Pour une partie de l’armée comme pour Jair Boslonaro les militaires ont « sauvé » le Brésil de la menace communiste. Jamais avare d’une provocation, le président s’est même laissé aller à comparer les exactions de l’époque à des « petits problèmes » comme il en existe « dans les couples ».

« Appelons les choses par leur nom. Bolsonaro parle de “petits problèmes” pour nier la dictature : viols de femmes, tortures d’enfants, séquestrations, coups, assassinats d’opposants. Ce président n’a pas de dignité », s’est étranglé sur Twitter le député Marcelo Freixo du Parti socialisme et liberté (PSOL) ajoutant : « Nous avons un gouvernement de fanatiques. »

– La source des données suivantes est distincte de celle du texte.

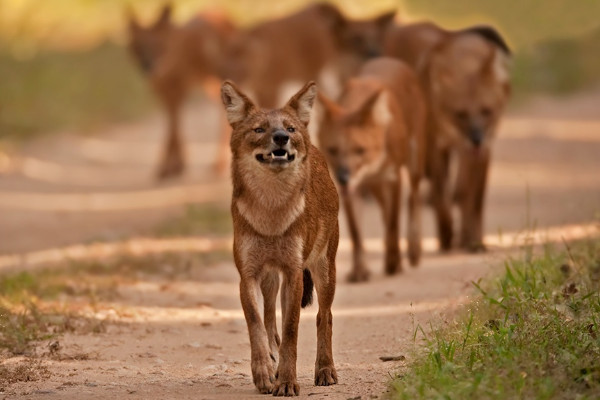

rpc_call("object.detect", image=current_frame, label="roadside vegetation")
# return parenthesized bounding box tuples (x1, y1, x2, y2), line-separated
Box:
(0, 250, 230, 360)
(1, 1, 599, 143)
(391, 237, 600, 399)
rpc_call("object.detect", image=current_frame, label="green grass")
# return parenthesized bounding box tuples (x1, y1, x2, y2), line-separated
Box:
(0, 42, 154, 142)
(390, 238, 600, 399)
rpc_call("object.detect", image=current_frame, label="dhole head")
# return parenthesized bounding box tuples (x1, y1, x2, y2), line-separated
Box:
(334, 11, 397, 59)
(427, 34, 511, 150)
(126, 4, 173, 73)
(317, 85, 391, 189)
(221, 80, 317, 172)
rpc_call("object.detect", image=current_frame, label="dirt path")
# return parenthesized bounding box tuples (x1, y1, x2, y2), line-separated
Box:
(1, 93, 599, 399)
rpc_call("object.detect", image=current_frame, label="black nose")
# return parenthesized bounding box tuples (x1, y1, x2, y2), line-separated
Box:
(469, 127, 483, 148)
(336, 167, 350, 187)
(273, 131, 289, 146)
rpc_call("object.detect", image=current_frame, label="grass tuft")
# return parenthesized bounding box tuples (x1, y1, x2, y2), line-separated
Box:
(391, 237, 600, 399)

Dans la foulée, le mot-clé #DitaduraNuncaMais «Ditadura nunca mais » (« la dictature plus jamais ») s’est répandu sur les réseaux sociaux pour rappeler à la mémoire du président et de ses fans les barbaries de la période. Les uns remémorant le supplice de Stuart Angel, 25 ans, traîné derrière un véhicule, obligé de mettre la bouche dans le pot d’échappement et dont les ossements ont été identifiés quarante-trois ans après sa mort, les autres évoquant le calvaire de Carlos Azevedo torturé alors qu’il n’avait qu’un an et huit mois, avant de se suicider en 2013.
« Les militaires ont toujours été des révisionnistes. Jair Bolsonaro, lui, est un négationniste. »
La dictature qui suivit le coup d’Etat de 1964 a fait officiellement 434 victimes et disparus, recensés par la Commission de la vérité mise en place par la présidente de gauche Dilma Rousseff, élue en 2010. Ancienne guérillera elle-même torturée, c’est la dauphine de Lula qui mettra fin aux célébrations du 31 mars 1964, jusqu’ici tolérées dans les casernes. « Les militaires ont toujours été des révisionnistes. Jair Bolsonaro, lui, est un négationniste », se désole Rosa Cardoso, avocate qui défendit des prisonniers politiques sous la dictature.

Reste que les festivités souhaitées par un président, qui multiplie les faux pas et est désormais décrit par les éditorialistes comme un bouffon dépassé par sa fonction, ont suscité une avalanche de protestations de la part des associations de victimes mais aussi d’institutions. Le ministère public a ainsi affirmé que célébrer un coup d’État était « incompatible avec un État de droit démocratique ».

Acculé, Jair Bolsonaro est revenu sur ses propos jeudi 28 mars affirmant que l’idée était de se « remémorer » et non de « commémorer » la date controversée tandis que le lendemain, une juge de Brasilia interdisait toute célébration faisant affront à « la mémoire et la vérité », indiquant que l’initiative était « incompatible » avec la Constitution de 1988.